Womit ich bei einem meiner größten Ärgernisse bin: Skinner. Ernsthaft, wie unwürdig ist es bitte, diesen Charakter vor nem Auto liegend mit Blick auf seine Schuhe enden zu lassen?! Skinner hat nach all den Jahren deutlich mehr verdient als das. Das war offenbar ein völlig missratener Kompromiss zwischen Heldentod und für Staffel 12 am Leben lassen. Bei den anderen Nebenfiguren macht Carter deutlicher reinen Tisch: Der Raucher - erschossen von Mulder. Reyes - erschossen von Skinner. Mr. Y - erschossen von Mulder. Erika Price - gesprengt von William. Gerade bei Price frag ich mich allerdings, was ihre Anwesenheit in der Staffel nun eigentlich sollte (kann man sich auch bei Tad O'Malley fragen, aber den sehe ich eh nur als Gimmick).

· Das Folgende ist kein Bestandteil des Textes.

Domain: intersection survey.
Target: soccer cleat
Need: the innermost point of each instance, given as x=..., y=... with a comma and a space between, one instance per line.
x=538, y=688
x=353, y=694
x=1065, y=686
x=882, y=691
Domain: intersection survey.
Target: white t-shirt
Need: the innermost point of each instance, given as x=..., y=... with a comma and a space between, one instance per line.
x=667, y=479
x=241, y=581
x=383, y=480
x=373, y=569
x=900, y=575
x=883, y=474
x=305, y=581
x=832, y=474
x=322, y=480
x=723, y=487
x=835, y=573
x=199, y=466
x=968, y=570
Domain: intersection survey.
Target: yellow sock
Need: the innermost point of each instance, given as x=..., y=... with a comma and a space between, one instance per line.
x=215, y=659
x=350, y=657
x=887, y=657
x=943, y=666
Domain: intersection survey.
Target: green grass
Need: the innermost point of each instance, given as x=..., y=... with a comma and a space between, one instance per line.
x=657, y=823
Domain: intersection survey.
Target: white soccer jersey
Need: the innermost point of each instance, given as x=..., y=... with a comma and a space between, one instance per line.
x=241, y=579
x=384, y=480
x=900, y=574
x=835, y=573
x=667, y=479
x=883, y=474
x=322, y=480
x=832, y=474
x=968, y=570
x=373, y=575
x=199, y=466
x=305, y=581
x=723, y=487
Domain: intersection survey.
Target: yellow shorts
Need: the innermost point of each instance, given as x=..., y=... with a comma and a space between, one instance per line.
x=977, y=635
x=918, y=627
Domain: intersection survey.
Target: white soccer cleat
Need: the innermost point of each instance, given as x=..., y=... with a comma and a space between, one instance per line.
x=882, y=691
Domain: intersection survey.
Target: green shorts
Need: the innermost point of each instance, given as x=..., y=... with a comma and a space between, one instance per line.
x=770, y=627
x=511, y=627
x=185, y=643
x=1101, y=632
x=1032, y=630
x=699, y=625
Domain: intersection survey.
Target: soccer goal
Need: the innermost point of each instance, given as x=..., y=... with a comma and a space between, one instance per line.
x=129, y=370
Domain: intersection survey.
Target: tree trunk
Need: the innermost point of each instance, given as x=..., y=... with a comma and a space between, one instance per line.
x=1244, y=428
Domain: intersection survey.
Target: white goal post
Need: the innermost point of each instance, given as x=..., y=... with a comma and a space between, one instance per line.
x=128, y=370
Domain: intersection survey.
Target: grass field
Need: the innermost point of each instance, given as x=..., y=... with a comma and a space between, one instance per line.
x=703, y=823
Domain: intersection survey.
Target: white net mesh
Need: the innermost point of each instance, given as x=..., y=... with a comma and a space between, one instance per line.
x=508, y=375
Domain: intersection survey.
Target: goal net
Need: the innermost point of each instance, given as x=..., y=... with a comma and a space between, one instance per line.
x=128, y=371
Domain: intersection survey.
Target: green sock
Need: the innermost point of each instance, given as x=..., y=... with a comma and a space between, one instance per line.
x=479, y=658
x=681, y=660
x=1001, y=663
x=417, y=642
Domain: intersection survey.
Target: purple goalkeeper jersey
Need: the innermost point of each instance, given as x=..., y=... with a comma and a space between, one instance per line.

William (nicht) erschossen, alle Feinde tot, Scully "unmöglich" schwanger. Ich verstehe, wenn sich manch Fan hier betrogen fühlt. Mir gefällts als Abschluss besser als wenn man man Mulder, Scully und William noch als happy family beim sonntäglichen Kirchgang gezeigt hätte. Daher: wenn man darüber hinwegsehen kann, dass "My Struggle IV" mehr Abschluss statt Antwort liefert, mehr Charakter als Mythologie, dann finde ich es zwar weit entfernt von makellos, aber doch als ordentlichen Abschluss, der bei Carter auch hätte ganz anders ausfallen können.
Ich schnapp mir jetzt wieder bei "Die komplette Serie"(minus Staffel 10+11)-Box und schau nochmal von Anfang an. Hab damals das meiste nur in der DEA geguckt, daher bekomme ich bestimmt noch ne ganze Staffel an Episoden zusammen, die ich schlicht verpasst habe.